Enabling scalable building analytics through metadata inference methods
Digitalisation of the built environment provides multiple benefits, such as operational and energy productivity improvements and supports the participation of buildings in the management of electricity networks. Automated methods to infer contextual information from Building Management Systems and the Internet of Things (IoT) sensor metadata plays a significant role in this process. Standards-based contextual information reduces the cost of deploying Smart Building Applications. Such applications are portable since they are developed against a standard Application Programming Interface. In this thesis, we investigate how to scale the deployment of building analytics to a large portfolio of commercial buildings. This is challenging because the Building Management Systems metadata is not standardised. The contextual information required must be inferred from unstructured text fields that are highly technical, informal, repetitive and heavily abbreviated. The same concept is often expressed in many different ways due to the lack of standardisation.
The first contribution of this thesis is a comprehensive review of the metadata mapping area in general. Next, we investigate Building Automation Systems and provide background into how they are designed and operated. We then review metadata schemas proposed for semantic interoperability. Finally, we reviewed the latest research on metadata mapping between the representation obtained from the Building Automation System into a form that contains the required semantic interoperability for Smart Building applications.
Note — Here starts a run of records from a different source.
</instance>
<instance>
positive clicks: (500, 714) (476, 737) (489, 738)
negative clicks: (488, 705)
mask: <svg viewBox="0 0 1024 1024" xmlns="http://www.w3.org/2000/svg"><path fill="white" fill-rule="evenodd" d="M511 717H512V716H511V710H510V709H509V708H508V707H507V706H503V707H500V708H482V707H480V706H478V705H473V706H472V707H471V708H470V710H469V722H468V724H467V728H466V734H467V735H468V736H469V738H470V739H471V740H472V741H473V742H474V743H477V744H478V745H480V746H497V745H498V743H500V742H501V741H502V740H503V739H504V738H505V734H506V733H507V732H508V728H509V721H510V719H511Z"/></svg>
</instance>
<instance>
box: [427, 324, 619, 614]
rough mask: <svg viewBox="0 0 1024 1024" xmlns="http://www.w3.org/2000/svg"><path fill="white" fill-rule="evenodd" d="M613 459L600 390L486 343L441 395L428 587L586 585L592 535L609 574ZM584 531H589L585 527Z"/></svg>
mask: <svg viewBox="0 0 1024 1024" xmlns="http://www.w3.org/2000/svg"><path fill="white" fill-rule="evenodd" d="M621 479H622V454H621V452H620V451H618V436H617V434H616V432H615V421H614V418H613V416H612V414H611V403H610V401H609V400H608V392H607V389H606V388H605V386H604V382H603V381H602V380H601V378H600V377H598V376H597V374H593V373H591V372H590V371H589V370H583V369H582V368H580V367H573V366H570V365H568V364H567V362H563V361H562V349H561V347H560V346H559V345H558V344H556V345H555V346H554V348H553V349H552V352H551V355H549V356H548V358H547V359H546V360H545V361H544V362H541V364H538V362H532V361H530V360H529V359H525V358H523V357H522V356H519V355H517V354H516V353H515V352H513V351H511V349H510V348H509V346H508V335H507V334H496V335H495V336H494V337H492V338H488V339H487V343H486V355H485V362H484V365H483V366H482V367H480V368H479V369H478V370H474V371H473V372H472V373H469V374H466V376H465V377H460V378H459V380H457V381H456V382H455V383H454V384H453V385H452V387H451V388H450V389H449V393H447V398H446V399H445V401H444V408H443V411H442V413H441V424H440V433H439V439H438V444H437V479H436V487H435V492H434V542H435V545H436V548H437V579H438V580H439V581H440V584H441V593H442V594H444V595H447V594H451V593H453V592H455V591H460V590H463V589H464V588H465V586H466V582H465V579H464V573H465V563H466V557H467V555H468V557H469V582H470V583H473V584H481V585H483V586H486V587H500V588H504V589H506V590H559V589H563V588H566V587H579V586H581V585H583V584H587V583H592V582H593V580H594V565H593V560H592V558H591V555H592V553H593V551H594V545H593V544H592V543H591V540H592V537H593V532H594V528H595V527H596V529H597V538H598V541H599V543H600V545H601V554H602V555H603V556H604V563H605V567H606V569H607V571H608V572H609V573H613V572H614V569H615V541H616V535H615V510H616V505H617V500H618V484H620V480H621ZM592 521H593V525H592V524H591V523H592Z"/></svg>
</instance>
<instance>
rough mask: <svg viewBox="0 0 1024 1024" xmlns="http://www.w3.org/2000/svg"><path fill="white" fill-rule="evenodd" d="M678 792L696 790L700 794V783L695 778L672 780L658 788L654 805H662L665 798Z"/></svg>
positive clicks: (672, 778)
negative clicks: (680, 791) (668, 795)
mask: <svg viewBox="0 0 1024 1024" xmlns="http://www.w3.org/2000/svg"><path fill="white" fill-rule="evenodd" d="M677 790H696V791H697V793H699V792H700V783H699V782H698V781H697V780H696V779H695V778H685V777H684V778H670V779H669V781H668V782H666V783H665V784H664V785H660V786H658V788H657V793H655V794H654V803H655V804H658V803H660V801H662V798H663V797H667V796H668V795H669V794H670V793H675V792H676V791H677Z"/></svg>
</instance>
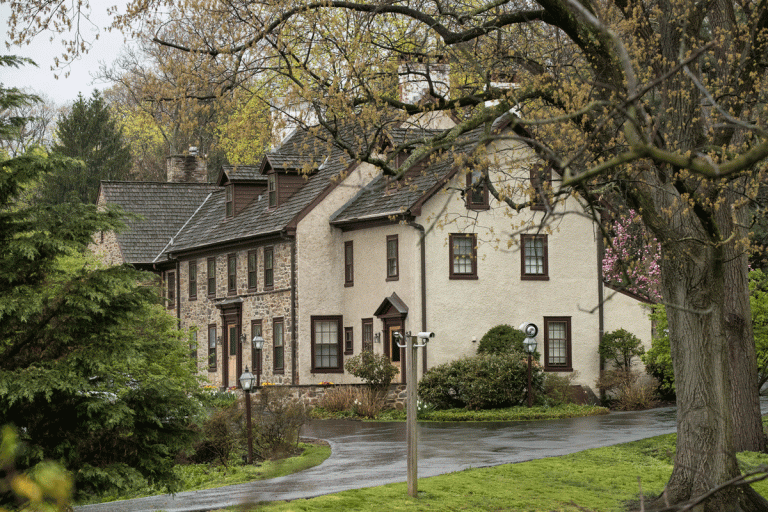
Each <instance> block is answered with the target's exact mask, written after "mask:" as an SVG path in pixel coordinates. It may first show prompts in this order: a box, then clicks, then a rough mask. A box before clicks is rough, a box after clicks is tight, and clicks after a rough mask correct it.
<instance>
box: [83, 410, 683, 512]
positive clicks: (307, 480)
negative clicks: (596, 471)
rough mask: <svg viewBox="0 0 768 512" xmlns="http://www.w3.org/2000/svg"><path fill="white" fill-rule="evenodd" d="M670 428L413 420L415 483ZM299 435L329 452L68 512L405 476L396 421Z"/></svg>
mask: <svg viewBox="0 0 768 512" xmlns="http://www.w3.org/2000/svg"><path fill="white" fill-rule="evenodd" d="M674 431H675V409H674V408H662V409H653V410H650V411H641V412H623V413H611V414H608V415H605V416H595V417H591V418H571V419H564V420H553V421H533V422H511V423H510V422H508V423H420V424H419V465H418V468H419V478H422V477H427V476H434V475H439V474H443V473H450V472H453V471H460V470H462V469H467V468H470V467H472V468H477V467H484V466H495V465H499V464H506V463H512V462H523V461H527V460H532V459H540V458H544V457H552V456H558V455H565V454H568V453H573V452H577V451H581V450H585V449H587V448H596V447H600V446H609V445H612V444H617V443H624V442H628V441H635V440H638V439H644V438H646V437H651V436H655V435H659V434H667V433H671V432H674ZM302 435H303V436H304V437H312V438H318V439H324V440H326V441H328V442H329V443H330V445H331V449H332V455H331V456H330V457H329V458H328V459H327V460H326V461H325V462H323V463H322V464H321V465H319V466H316V467H314V468H311V469H308V470H306V471H302V472H300V473H296V474H293V475H289V476H285V477H281V478H274V479H271V480H263V481H260V482H250V483H247V484H239V485H232V486H229V487H220V488H218V489H207V490H204V491H190V492H181V493H178V494H176V495H173V496H171V495H163V496H153V497H149V498H139V499H134V500H126V501H116V502H111V503H102V504H97V505H86V506H83V507H77V508H75V511H76V512H140V511H154V510H164V511H168V512H181V511H198V510H213V509H218V508H224V507H230V506H236V505H240V504H243V503H247V502H258V501H277V500H293V499H298V498H310V497H314V496H319V495H321V494H330V493H334V492H339V491H344V490H347V489H356V488H361V487H373V486H377V485H382V484H386V483H392V482H404V481H405V479H406V452H405V423H404V422H403V423H368V422H365V423H364V422H359V421H342V420H326V421H313V422H311V423H310V424H308V425H306V426H305V427H304V431H303V432H302Z"/></svg>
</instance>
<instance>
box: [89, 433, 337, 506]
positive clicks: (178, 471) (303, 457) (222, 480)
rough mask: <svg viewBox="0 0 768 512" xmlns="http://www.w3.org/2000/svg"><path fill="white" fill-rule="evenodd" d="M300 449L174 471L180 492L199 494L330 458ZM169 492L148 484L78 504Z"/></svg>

The second significant contribution of this work is to investigate the use of a global model – a single model trained on data from many buildings. We show that a transformer is capable of a generalised representation that can be used as the basis of a global model. We identify challenges in applying the transformer architecture to Building Automation System metadata and propose a tokenisation approach and a methodology to score the goodness of the representation. We demonstrate the ability of the model to scale using a classifier trained using data from 152 buildings.
The third contribution of this work is to develop a framework for applying weakly supervised machine learning to Building Automation System metadata mapping. We identify a lack of publically available datasets which researchers can use to develop and evaluate models and frameworks from which to create such datasets. We compare weak supervision to active learning by performing a case study using experts from a building analytics company. We show that weak supervision has the potential to scale better than active learning and is easier to implement in practice.
Our final contribution is a hybrid model that leverages language modelling and programmatic rules. We observe many different forms of technical abbreviations for the same short text descriptions. This implies that the vocabulary of unabbreviated words is considerably smaller than the vocabulary of all forms of abbreviated and unabbreviated words. Deep learning models also require large amounts of labelled data, and it is expensive and time-consuming to collect and annotate such datasets. Instead, we investigate a form of model based on finite-state transducers. We show that our hybrid method achieves state-of-the-art accuracy using significantly less data than a pure machine learning-based approach.